Endowments Guide | Endowments Help Product Information

TheMoveChannel.com | Setting The Assumed Policy Growth Rate

Aside from the bonuses that are added to most endowment policies, the policy will grow more or less in line with the increasing value of the investment fund. The rate at which it grows is critical to the eventual cash-in value of your policy. If a little more caution had been excercised by those selling endowment policies over the years, then we would not have had anything like the scandal that has ruined the lives of many policyholders.

With all endowments, the provider will make some assumptions about the growth rate of the investment at the beginning of the policy. There are often a variety of different assumed rates of growth for you to choose from. The rate is used to calculate how much your repayments need to be in order to have enough money to repay the loan at the end of the term. Whether or not your repayments will actually be enough to reach the level of your loan is not usually guaranteed by the product provider.

The higher the growth rate assumed, the cheaper the premium - you are relying more on favourable market conditions and the prudent investment skills of the fund managers than on the amount of money you pay in. However, a higher assumed rate of growth brings a greater risk that the investment objectives will not be reached.

If the assumption is that the growth will be slower, your premiums will be more expensive, as you must contribute more money to compensate for the inferior rate of growth. This brings a greater likelihood that your fund will exceed the performance necessary to repay the loan at the end of the term. If this is the case, then there will be a cash surplus left over, which you can keep - with no tax to pay!

During periods of low interest rates, a greater portion of your fixed monthly repayment is going into your endowment policy, as your payments on the loan amount will be lower. This increases the likelihood of there being a surplus at the end of the mortgage term. This means that endowments can be more attractive when base rates are low.

The corollary of course, is that during periods of high interest rates, a large portion of your monthly repayment is taken up with interest. This may mean that less is being paid into your endowment than is necessary to meet the investment objective.

Some people temporarily stop paying into their endowment if it has substantially exceeded their expectation of growth.

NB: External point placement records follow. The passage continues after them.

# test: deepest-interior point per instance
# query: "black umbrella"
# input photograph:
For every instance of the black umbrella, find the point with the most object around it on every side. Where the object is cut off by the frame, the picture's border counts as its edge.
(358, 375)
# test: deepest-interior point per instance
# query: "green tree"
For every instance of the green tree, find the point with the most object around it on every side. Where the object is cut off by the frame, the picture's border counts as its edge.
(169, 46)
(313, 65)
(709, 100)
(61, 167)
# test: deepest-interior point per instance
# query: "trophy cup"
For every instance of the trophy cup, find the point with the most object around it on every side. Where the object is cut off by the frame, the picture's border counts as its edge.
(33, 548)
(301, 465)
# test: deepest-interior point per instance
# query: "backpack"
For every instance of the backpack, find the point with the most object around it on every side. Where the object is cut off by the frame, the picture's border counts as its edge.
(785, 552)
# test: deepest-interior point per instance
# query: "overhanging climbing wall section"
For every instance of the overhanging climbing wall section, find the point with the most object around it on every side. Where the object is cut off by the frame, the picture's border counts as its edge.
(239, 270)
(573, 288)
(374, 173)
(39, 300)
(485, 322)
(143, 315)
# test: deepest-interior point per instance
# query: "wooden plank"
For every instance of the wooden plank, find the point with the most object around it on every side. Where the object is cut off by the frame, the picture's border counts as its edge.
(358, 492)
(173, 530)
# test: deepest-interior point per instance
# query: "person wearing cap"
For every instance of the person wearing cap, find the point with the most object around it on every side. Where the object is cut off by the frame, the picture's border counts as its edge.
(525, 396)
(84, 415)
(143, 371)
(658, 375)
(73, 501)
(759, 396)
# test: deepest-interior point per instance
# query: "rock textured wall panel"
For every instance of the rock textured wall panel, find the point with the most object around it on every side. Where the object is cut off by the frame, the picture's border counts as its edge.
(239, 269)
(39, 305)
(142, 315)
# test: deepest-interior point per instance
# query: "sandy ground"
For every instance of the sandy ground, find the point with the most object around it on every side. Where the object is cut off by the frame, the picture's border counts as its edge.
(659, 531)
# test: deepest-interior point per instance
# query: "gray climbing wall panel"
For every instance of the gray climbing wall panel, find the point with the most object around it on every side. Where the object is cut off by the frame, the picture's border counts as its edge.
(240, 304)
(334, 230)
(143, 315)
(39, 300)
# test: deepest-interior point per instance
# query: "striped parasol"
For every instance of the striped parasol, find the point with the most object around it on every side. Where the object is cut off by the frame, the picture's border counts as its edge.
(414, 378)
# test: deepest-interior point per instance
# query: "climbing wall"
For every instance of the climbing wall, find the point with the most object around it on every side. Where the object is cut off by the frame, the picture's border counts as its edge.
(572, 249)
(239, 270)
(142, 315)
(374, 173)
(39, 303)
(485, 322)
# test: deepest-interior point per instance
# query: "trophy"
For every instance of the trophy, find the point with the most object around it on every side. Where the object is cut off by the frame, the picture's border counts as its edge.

If you do stop your payments into the endowment, then your policy value may still increase, as the underlying fund should still be growing. Unfortunately, this will not be nearly as fast as it would be under normal circumstances because:

  • No further regular payments are being added to the fund.
  • Investments grow cumulatively - the more there is, the faster it should grow.
  • Management charges are deducted from the fund, reducing your growth.

Unfortunately, much of the news headlines relating to endowments over the last few years has been dominated by those policies where the assumed growth rate was insufficient to meet the investment objectives, meaning that the fund would not perform well enough to cover the capital lent to for the mortgage.

Most endowments that are used to repay mortgages cannot guarantee that you will not be left with a shortfall, meaning that the eventual size of your fund is dependent on your insurance company's ability to invest your money wisely.